Since sperm whales live for about 70 to 90 years, the ages of a grandmother and her granddaughter could span about 150 years. “So clans definitely seem to be hundreds of years old, and maybe far longer,” she said. 

Sperm whales spend most of their lives far from humans and in a very different environment — diving in the deep ocean — so little is known about their behavior. Although researchers can’t yet tell how the identity codas in sperm whale songs reflect other distinctive aspects of their clan culture, there is evidence that different clans use different techniques to hunt for prey, Hersh said.

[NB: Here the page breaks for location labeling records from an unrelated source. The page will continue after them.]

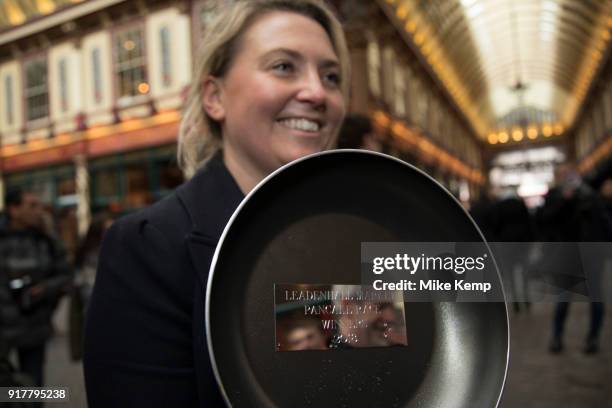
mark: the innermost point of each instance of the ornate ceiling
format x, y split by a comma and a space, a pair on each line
17, 12
511, 63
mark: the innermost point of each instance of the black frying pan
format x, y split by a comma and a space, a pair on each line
305, 224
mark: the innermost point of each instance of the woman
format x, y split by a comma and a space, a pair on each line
270, 87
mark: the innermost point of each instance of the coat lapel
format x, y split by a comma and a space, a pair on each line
210, 198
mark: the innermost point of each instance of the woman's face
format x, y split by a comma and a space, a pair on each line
281, 98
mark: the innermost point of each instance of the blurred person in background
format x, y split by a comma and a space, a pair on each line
86, 263
270, 87
357, 133
513, 224
34, 268
573, 213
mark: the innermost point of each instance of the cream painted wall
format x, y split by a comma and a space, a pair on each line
64, 119
97, 111
180, 54
11, 132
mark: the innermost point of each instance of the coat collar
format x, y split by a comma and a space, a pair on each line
210, 198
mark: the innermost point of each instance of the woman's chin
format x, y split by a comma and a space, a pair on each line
299, 152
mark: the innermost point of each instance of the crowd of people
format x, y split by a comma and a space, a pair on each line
36, 271
573, 222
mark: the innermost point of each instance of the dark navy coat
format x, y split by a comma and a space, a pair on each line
145, 342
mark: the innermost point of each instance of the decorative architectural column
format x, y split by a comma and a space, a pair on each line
82, 192
1, 192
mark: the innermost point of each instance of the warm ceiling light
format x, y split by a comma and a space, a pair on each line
402, 12
143, 87
411, 25
532, 132
517, 135
419, 38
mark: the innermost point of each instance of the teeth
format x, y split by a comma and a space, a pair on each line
301, 124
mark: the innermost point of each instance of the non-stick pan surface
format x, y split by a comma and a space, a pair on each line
305, 224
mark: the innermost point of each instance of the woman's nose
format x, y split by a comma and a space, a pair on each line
312, 90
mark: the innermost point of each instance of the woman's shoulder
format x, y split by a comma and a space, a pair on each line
167, 217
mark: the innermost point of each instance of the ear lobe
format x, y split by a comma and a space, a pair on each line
211, 99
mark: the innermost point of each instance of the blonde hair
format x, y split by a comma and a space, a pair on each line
199, 135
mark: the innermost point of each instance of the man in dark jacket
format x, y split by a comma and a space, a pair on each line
34, 274
572, 214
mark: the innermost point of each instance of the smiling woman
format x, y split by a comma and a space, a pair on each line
270, 87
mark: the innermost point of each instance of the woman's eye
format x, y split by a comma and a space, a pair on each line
332, 78
284, 67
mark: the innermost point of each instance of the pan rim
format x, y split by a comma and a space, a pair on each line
248, 197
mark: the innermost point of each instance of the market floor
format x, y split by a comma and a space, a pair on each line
535, 379
571, 379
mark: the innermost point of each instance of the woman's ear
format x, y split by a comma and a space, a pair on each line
212, 99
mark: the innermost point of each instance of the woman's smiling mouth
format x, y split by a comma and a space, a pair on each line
303, 124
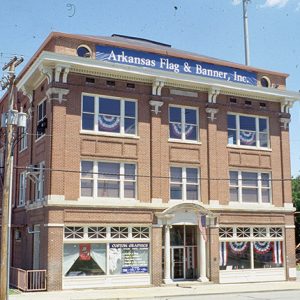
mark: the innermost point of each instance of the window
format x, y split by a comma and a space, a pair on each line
84, 51
23, 137
109, 115
248, 131
108, 180
250, 248
1, 160
183, 123
39, 181
41, 119
250, 187
100, 250
22, 189
184, 183
102, 232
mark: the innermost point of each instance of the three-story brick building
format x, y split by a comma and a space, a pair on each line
142, 164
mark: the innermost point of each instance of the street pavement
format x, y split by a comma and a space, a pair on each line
188, 290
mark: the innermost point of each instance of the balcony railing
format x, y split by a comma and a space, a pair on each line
28, 281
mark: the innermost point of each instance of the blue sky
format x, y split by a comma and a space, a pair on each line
208, 27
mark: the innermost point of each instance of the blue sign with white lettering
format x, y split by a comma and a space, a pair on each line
133, 269
173, 64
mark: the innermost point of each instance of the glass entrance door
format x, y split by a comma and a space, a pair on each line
178, 263
184, 252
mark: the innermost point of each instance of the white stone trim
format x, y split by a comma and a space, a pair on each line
82, 65
183, 93
292, 272
61, 93
156, 105
54, 225
289, 226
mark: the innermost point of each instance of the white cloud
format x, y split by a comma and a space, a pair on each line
275, 3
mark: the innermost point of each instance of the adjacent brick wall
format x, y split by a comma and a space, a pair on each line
156, 257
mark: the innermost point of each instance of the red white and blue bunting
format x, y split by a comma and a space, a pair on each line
109, 123
223, 254
262, 247
176, 129
238, 247
277, 252
248, 137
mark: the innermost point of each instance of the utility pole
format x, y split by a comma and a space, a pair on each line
12, 118
246, 36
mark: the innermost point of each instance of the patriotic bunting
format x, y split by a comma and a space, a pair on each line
238, 247
223, 254
262, 247
277, 253
109, 123
247, 137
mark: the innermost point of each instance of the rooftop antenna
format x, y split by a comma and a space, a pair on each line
246, 36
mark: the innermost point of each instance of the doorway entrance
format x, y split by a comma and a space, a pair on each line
184, 252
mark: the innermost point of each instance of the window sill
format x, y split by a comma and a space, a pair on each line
249, 148
184, 142
116, 135
40, 138
23, 150
253, 204
106, 200
174, 201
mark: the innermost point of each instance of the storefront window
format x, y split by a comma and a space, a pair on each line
84, 259
239, 256
177, 236
247, 248
190, 236
128, 258
267, 254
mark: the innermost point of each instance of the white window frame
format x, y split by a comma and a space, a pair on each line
22, 189
183, 139
41, 118
39, 188
184, 183
258, 187
257, 132
23, 137
1, 160
122, 180
122, 115
252, 238
113, 233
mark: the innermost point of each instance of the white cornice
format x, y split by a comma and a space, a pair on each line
147, 75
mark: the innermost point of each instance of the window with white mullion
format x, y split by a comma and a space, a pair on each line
87, 186
248, 131
249, 187
22, 189
259, 184
184, 183
183, 123
109, 115
109, 180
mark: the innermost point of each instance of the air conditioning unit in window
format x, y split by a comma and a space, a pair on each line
41, 128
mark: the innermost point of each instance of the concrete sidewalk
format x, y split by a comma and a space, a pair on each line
165, 292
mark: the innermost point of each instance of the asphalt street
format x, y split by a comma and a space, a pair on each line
279, 295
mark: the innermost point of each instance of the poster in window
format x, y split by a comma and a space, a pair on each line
85, 252
128, 258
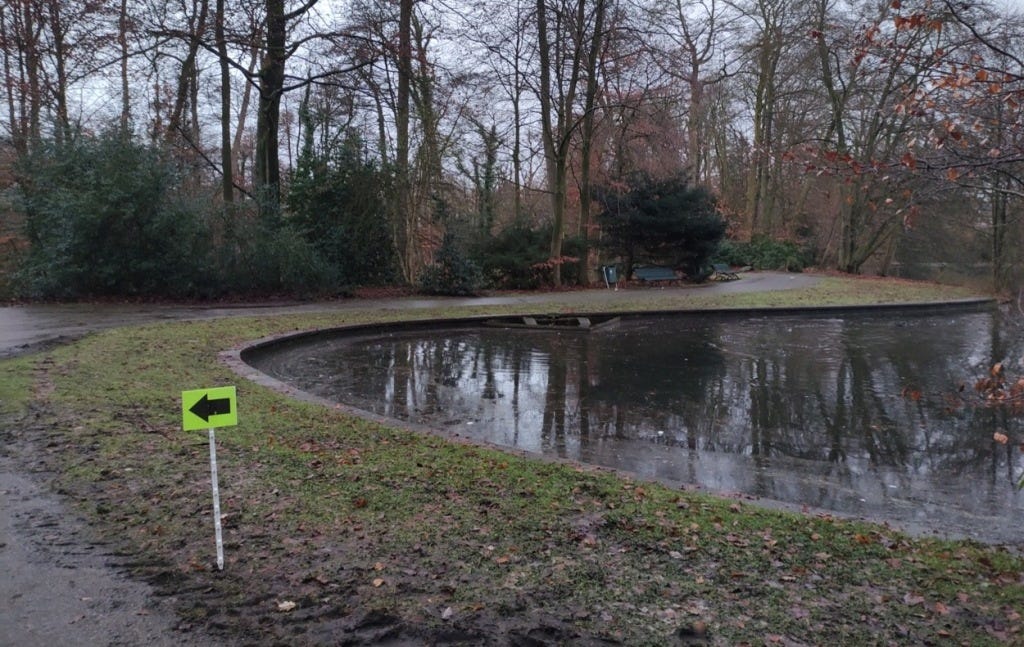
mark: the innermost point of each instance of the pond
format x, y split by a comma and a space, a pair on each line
865, 414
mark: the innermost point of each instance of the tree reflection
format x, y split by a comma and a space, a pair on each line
801, 408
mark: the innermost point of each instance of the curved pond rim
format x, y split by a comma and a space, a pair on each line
923, 307
237, 360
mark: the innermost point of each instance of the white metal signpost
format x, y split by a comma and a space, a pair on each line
209, 408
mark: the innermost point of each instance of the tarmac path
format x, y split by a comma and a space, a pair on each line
57, 586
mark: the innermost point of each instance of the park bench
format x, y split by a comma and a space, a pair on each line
651, 273
723, 272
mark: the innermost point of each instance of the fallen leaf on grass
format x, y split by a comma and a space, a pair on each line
912, 599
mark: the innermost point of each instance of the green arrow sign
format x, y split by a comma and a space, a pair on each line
206, 408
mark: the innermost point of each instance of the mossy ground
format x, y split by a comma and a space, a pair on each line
339, 529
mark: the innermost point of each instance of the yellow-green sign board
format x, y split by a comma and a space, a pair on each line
206, 408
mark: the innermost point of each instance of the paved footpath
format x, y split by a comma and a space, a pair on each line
56, 587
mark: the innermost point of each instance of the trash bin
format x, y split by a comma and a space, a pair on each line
610, 275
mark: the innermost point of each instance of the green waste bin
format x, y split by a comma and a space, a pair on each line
610, 275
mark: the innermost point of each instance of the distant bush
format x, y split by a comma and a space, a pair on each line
765, 253
261, 259
663, 221
111, 216
517, 258
453, 272
336, 201
103, 216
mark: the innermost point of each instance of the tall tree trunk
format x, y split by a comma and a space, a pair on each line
57, 33
240, 127
227, 178
14, 123
123, 46
404, 218
183, 95
271, 83
586, 145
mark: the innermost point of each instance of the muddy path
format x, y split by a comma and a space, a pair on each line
62, 585
65, 584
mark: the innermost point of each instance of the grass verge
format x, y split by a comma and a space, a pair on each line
342, 530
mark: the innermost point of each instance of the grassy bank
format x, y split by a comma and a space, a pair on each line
341, 529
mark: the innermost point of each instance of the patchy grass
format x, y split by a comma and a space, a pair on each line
375, 532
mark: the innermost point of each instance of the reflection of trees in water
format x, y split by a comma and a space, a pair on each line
809, 389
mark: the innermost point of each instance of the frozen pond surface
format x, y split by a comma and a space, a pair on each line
858, 414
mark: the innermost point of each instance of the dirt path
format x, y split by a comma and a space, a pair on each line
59, 586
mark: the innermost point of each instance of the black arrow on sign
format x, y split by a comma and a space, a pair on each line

Gašper Beguš, an assistant professor of linguistics at the University of California Berkeley who wasn’t involved in the study, likens the vocal clans of sperm whales to dialect groups among humans.

A well-known linguistic study several decades ago found that islanders on Martha’s Vineyard were more likely to emphasize their distinctive island dialect when speaking among people who were not from the island, he said.

In the same way, the researchers in the latest study found that sperm whales were more likely to emphasize their clan dialects of clicks in regions where it was more likely they would encounter members of other clans, he said.

Beguš is part of Project CETI — the Cetacean Translation Initiative — which was established last year to decipher the sounds of sperm whales. The project will combine linguistic studies and machine learning to figure out what sperm whales are saying to each other, and perhaps to enable interspecies communication with them.

“We are starting to collect data with microphones on whales and in the water,” he said. “We are following their behavior, and we are learning a lot about their environment and their social structure.”

Although it was known before that sperm whales exchange information in codas, this is the first time the identity codas of whale clans have been determined — a finding that will be crucial for deciphering their entire songs, he said.

Dolphin and whale scientist Janet Mann, a professor of biology and psychology at Georgetown University who also wasn’t involved in the latest study, agreed that the research could help better understand sperm whale speech. 

“As the authors note, we still understand little about the function of sperm whale codas,” she said in an email. “This is an important step in determining not only the function and meaning of codas, but the forces shaping cultural evolution in animals.”